Both forms of shredding were on display at Burbank’s Valley Skate Park Friday night, during the annual “Spring Break Skate Fest,” which featured skate contests and performances by local youth bands.
Skating was free — daily passes normally run $3 for Burbank residents and $5 for nonresidents — as were the hot dogs and raffle tickets for door prizes that included hats, T-shirts and skateboard decks — the bare boards.
“This is a really good turnout,” said Mike Graceffo, a recreation coordinator at the park who helped put together the event. “You have moms, you have babies here. It’s a true community event.”
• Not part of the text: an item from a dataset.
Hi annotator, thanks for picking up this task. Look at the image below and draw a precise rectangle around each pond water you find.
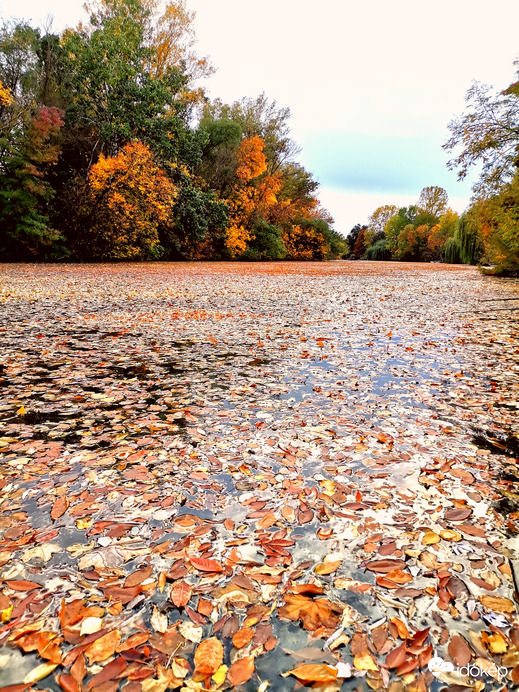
[0,262,518,691]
PHOTOS: Spring Break Skate Fest
Chris Babchuck was there to watch her son, 13-year-old, Tucker, shred on the concrete skate course. She said it’s a great place for skaters to practice responsibly under supervision.
“I think it’s great, first of all, that the city even allows it,” she said. “The staff here is one of a kind.”
Babchuck said she’s at the park pretty much every day anyway. Tucker’s been skating at the park daily since he was 5 years old and he now competes in the California Amateur Skateboard League.
Without skating, Tucker said, he imagined life would be “um, boring.” Without Valley Skate Park’s skate fests, his mother said, he might not be skating and he probably wouldn’t be competing — his first win was in a previous “Skate Fest” contest.
Last month, he took third place in the 14-and-under age bracket at the “King of the Groms/King of the Ams” West Coast Championship in Simi Valley.
“It gives the kids confidence,” Babchuck said, adding that if Tucker hadn’t competed at the Burbank skate park first, “he would never have had the confidence to do any of that stuff.”
The Babchucks donated a skateboard deck for the raffle as a way of giving back to the community where it all started for Tucker.
First-, second- and third-place medals were awarded for best trick, best bump-to-bar — going from a “bump” in the course onto a rail feature and grinding — and best all-around performance, known as the “park jam,” in three age brackets that included kids under 12 and those older than 15. Some of the youngest skaters were 7-year-olds.
This year, Tucker won two first-place medals in the 13-to-14 age bracket — one for the bump-to-bar contest and one for the best trick coompetition.
The event also brought out seven local amateur rock bands from Neighborhood Rock School. Don DeSimon, who operates the business that provides music lessons and band coaching for kids — and adults — said musicians as young as 8 years old performed for the crowd.
Unlike venues in the days “when rockers were troublemakers,” DeSimon said, events like the skate fest offer a “wholesome environment” where kids can shred.